Fossil-fuel generation fell by 0.2% in 2025, the thinktank’s latest annual review says, with wind and solar alone meeting 99% of the growth in electricity demand last year.
While generation from fossil fuels has occasionally fallen year-on-year in the past, Ember says this is the first time it has happened due to the structural shift towards clean power, rather than due to economic crises or other one-off events
Record solar generation was key to pushing fossil fuels into reverse, increasing 30% year-on-year – meaning it met 75% of global electricity demand growth in 2025 alone.
Other findings include:
- Solar power generation grew by a record 636 terawatt hours (TWh) in 2025. This exceeded the electricity that could be generated from all liquid natural gas (LNG) exports through the strait of Hormuz.
- Wind saw the second-largest increase in generation, growing 205TWh.

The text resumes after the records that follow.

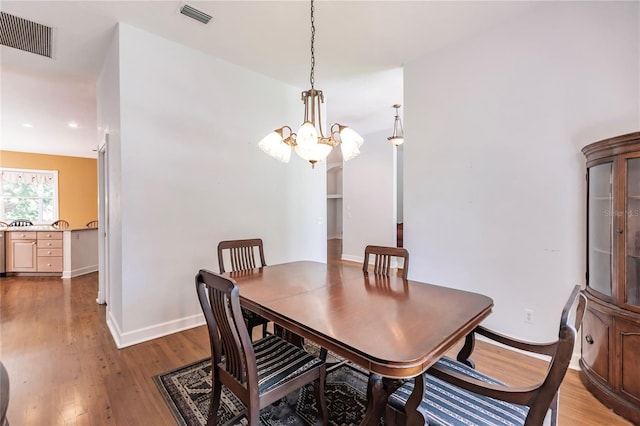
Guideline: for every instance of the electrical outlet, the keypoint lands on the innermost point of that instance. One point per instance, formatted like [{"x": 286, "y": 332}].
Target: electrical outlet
[{"x": 528, "y": 316}]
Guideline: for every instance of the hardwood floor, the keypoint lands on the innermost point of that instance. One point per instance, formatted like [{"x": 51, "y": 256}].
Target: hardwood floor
[{"x": 65, "y": 369}]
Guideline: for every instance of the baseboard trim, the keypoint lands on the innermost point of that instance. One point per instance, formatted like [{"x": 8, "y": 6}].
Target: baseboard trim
[
  {"x": 80, "y": 271},
  {"x": 144, "y": 334}
]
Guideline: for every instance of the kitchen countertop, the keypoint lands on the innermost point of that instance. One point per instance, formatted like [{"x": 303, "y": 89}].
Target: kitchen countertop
[{"x": 35, "y": 228}]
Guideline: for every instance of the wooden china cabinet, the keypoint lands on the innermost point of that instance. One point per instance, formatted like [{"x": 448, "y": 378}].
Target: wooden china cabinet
[{"x": 611, "y": 327}]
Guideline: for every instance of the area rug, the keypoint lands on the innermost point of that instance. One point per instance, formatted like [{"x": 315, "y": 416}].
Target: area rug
[{"x": 187, "y": 391}]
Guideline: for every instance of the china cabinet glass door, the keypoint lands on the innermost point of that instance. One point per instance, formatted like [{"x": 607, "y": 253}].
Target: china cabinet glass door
[
  {"x": 601, "y": 214},
  {"x": 632, "y": 231}
]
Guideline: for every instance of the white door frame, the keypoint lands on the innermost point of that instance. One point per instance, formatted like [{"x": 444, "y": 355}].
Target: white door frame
[{"x": 103, "y": 221}]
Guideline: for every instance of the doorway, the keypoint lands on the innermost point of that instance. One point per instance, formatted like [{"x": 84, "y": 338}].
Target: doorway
[{"x": 103, "y": 221}]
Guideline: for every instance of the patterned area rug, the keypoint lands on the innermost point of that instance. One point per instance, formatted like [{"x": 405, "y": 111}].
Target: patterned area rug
[{"x": 186, "y": 391}]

- Coal power continued to fall, meaning, for the first time in history, it accounted for less than a third of global electricity generation.

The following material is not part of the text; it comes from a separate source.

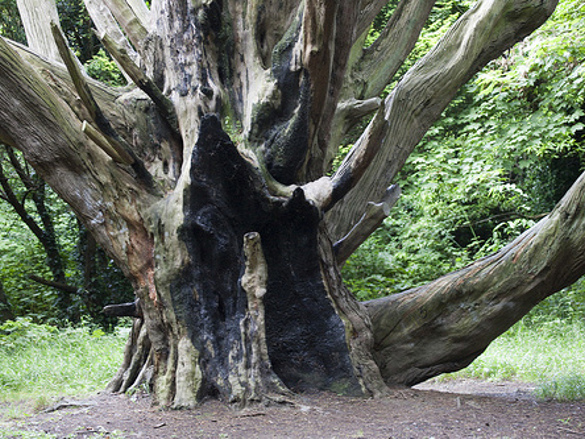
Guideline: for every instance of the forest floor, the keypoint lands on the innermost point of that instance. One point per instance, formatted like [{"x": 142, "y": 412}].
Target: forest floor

- The global electric vehicle (EV) fleet continued to grow, displacing 1.8m barrels per day (mbpd) of oil demand in 2025. New EVs alone in 2025 displaced 0.5mbpd.
Record renewables
In 2025, both solar and wind power generation continued their recent rapid growth, according to Ember.
Solar saw a record increase, with global generation growing by 636 terawatt hours (TWh) – double the total annual electricity demand of the UK. This was 33% higher than the previous solar record growth, set just the year before (479TWh).

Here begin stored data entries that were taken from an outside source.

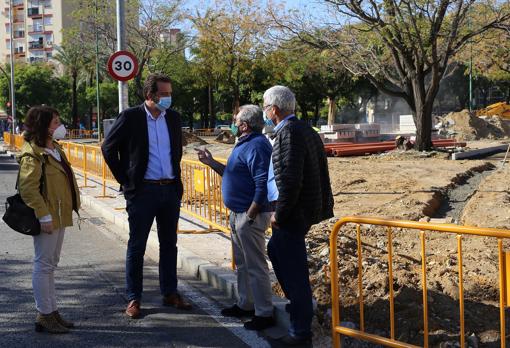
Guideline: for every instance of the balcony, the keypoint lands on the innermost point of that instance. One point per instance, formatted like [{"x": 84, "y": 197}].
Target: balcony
[
  {"x": 35, "y": 45},
  {"x": 33, "y": 12},
  {"x": 33, "y": 29},
  {"x": 36, "y": 59}
]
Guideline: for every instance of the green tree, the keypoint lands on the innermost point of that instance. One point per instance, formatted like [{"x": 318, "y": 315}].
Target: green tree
[
  {"x": 36, "y": 84},
  {"x": 228, "y": 41},
  {"x": 403, "y": 48},
  {"x": 71, "y": 55},
  {"x": 108, "y": 98}
]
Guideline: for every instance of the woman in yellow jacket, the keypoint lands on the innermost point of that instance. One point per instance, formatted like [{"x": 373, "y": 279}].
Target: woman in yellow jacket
[{"x": 42, "y": 158}]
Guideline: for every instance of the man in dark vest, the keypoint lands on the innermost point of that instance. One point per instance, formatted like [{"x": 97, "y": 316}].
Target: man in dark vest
[{"x": 298, "y": 180}]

Global solar growth in 2025 alone exceeded the electricity that could be generated from all liquid natural gas (LNG) exports through the strait of Hormuz that year, Ember notes. This amounted to 81m tonnes (Mt) or around 550TWh of gas-fired electricity.
Solar in 2025 represented the largest annual increase of any individual electricity source ever, Ember says, with the exception of the rebound in coal generation after the Covid-19 pandemic in 2021 (719TWh).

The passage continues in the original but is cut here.